Türkiye’de “Şehir hastaneleri” ile ilgili birçok şey duymuşsunuzdur.. Kimi sağlıkta çağ atladığımızı,kimi,insanımızın sağlık konularının suistimal edildiğini,ranta dönüştürüldüğünü anlatır durur.. Kimi de başka bir telden dem vurur..

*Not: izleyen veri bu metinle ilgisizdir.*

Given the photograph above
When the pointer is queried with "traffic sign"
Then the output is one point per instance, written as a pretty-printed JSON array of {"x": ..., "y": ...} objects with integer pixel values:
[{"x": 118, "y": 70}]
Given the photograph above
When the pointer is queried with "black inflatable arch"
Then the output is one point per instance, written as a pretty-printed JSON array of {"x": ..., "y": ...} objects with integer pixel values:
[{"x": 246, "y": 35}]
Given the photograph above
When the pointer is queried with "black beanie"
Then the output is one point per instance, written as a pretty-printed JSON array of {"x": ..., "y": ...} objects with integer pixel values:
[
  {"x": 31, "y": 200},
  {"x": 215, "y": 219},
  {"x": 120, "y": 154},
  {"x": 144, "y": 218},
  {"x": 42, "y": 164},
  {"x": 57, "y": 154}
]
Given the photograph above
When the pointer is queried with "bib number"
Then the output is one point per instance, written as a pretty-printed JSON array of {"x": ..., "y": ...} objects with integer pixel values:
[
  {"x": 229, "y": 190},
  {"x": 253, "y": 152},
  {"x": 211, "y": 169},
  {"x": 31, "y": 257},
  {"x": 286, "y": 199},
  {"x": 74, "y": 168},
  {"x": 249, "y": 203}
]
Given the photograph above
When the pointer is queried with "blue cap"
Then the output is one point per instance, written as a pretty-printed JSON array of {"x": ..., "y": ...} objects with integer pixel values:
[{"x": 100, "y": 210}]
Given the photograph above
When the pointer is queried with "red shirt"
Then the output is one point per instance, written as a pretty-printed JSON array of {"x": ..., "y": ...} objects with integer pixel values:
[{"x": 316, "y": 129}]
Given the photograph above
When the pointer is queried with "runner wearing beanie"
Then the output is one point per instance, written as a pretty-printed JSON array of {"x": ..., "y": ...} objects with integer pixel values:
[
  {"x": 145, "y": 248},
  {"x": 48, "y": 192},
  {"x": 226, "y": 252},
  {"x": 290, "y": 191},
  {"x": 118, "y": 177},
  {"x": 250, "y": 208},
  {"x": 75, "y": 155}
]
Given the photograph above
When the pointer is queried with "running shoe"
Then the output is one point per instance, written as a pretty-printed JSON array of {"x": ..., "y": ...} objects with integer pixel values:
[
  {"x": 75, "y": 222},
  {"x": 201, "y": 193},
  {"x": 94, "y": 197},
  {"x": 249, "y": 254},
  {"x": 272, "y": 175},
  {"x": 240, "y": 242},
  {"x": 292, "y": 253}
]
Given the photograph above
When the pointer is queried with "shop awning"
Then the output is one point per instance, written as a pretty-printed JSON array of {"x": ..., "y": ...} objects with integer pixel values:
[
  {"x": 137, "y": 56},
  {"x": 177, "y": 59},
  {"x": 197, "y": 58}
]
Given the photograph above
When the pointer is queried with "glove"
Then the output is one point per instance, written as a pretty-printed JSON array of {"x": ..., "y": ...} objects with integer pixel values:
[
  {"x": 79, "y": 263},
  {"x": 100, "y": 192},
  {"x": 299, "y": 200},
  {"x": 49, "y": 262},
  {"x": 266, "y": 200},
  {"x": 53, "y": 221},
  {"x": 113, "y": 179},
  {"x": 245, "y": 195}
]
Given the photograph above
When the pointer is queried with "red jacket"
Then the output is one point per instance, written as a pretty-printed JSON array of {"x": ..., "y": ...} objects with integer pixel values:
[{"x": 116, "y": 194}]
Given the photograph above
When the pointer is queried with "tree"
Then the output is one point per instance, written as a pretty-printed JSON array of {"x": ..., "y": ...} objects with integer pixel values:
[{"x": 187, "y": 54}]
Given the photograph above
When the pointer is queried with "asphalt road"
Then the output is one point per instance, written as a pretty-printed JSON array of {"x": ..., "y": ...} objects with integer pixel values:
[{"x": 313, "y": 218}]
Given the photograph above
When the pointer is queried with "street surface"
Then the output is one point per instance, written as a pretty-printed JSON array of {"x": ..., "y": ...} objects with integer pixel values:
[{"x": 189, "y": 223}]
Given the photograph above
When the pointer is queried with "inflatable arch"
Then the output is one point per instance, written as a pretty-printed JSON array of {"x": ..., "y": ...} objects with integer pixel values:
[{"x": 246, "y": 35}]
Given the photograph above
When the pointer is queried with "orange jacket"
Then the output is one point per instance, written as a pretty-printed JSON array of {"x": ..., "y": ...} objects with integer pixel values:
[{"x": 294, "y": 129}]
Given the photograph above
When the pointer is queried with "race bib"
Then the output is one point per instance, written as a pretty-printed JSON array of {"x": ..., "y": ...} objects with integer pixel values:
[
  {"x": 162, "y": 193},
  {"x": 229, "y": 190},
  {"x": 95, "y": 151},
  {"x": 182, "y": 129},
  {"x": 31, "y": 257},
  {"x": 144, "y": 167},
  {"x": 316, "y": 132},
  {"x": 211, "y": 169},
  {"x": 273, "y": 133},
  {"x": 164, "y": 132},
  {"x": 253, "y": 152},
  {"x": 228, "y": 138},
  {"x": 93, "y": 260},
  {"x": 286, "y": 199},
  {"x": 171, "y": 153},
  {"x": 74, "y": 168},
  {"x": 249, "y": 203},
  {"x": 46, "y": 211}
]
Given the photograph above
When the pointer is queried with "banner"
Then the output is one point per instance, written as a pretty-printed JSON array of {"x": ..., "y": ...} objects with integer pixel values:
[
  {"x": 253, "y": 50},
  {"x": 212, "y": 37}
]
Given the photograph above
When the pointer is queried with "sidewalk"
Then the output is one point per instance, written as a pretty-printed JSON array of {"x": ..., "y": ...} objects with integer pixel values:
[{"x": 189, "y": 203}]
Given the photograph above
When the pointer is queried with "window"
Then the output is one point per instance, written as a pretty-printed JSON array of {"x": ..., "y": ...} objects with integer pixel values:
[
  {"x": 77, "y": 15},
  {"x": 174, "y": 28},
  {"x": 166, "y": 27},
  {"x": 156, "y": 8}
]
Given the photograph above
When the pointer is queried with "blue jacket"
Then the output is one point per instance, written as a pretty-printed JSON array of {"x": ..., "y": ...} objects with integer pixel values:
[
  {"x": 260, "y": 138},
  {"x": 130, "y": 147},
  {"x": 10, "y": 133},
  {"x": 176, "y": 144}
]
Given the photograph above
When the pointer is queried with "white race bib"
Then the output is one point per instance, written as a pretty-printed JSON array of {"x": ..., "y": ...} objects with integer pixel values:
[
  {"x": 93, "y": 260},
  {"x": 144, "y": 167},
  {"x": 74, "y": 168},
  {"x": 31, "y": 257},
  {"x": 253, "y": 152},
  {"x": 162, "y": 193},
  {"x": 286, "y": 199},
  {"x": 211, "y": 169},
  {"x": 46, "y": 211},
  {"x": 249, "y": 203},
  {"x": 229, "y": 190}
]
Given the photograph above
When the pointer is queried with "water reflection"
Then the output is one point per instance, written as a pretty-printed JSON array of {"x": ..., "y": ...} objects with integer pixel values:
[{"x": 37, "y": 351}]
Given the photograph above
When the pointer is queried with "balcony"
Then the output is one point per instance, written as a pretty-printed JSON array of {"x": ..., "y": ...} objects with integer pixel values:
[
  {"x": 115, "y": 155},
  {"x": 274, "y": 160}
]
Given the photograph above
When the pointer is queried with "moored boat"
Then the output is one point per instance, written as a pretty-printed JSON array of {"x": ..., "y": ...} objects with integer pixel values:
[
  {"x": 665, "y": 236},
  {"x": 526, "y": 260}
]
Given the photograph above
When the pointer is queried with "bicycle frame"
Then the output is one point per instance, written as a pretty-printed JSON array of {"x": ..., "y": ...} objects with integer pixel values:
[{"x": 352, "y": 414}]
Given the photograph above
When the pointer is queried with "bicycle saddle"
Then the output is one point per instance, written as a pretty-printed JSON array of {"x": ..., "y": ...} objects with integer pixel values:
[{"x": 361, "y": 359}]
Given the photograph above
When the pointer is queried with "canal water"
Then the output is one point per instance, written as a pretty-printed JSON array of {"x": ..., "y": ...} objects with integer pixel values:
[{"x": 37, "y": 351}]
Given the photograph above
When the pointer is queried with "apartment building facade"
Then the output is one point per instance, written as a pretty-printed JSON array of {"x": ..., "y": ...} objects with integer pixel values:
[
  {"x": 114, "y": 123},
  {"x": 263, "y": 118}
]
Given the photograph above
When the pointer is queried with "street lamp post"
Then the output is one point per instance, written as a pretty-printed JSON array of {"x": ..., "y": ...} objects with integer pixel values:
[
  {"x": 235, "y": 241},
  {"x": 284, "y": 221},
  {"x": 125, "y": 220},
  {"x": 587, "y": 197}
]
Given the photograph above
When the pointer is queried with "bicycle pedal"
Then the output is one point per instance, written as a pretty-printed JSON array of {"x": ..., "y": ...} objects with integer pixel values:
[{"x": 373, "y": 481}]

Manavgat İlçesi’nde yıllardır eczacı olarak görev yapmakta olan ve aynı zamanda iyi bir araştırmacı ve yazar olan Mahmut Öz,kendi köşesinde ilginç bir olaya dikkat çekti..Gelin birlikte okuyalım:
HASTANENİN HALİ…
Bugün babamı özel bir hastaneden devlet hastanesine gönderdiler. Bir Dr ismi aldım, kayıt bölümüne gittim randevu için. Memur, özel Hastaneden çıkış yapmadan ve Kayıt için hasta burada olmadan sana numara veremem dedi. Derdimi anlattım, “95 yaşında bir hastanın, hastane acilinden buraya gelecek, o süreçte, dr muayene sistemini kapatırsa, ben bu yaşlı adamı ne yaparım. Buradan randevu alıp, ondan sonra gidip özel hastaneden getireceğim “ dedimse de, memur arkadaş kabul etmedi, gittim getirdim, doktor hasta kabulü kapatmış. Kadın umursamadı bile, başka doktora götür dedi. Çaresiz yeni bir doktora yazdırdım. 95 yaşında acil bir hasta bekler mi? Bekledik. muayeneye üç hasta birden giriyor. Şaşırdım. Beni muayene ederken, bir başka hasta benim mahremimi dinleyecek, dünyada bunu kabul eden bir sağlık kuruluşu yok. İlk defa böyle bir uygulama görüyorum dediğimde, bir arkadaş,” Bu bir şey mi Hocam, ben filim için numara aldım sıraya girdim, sıram geldi içeri girdim, ismimi söyledim, filmimi elime verdiler, nasıl olur?, ben ilk defa geldim, daha filim çektirmedim dedim, onu iptal ettiler, yeniden, çektiler” diye anlattı. Anlayacağınız,30 yıldır eczacılık yaparım, değişen bir şey yok. Kantinden herkes şikayetçi idi, kapanmış ama geçici de olsa, bir su içecek yer oluşturulamamış. Yani halk yok, hasta yok, insan yok, hastalık var.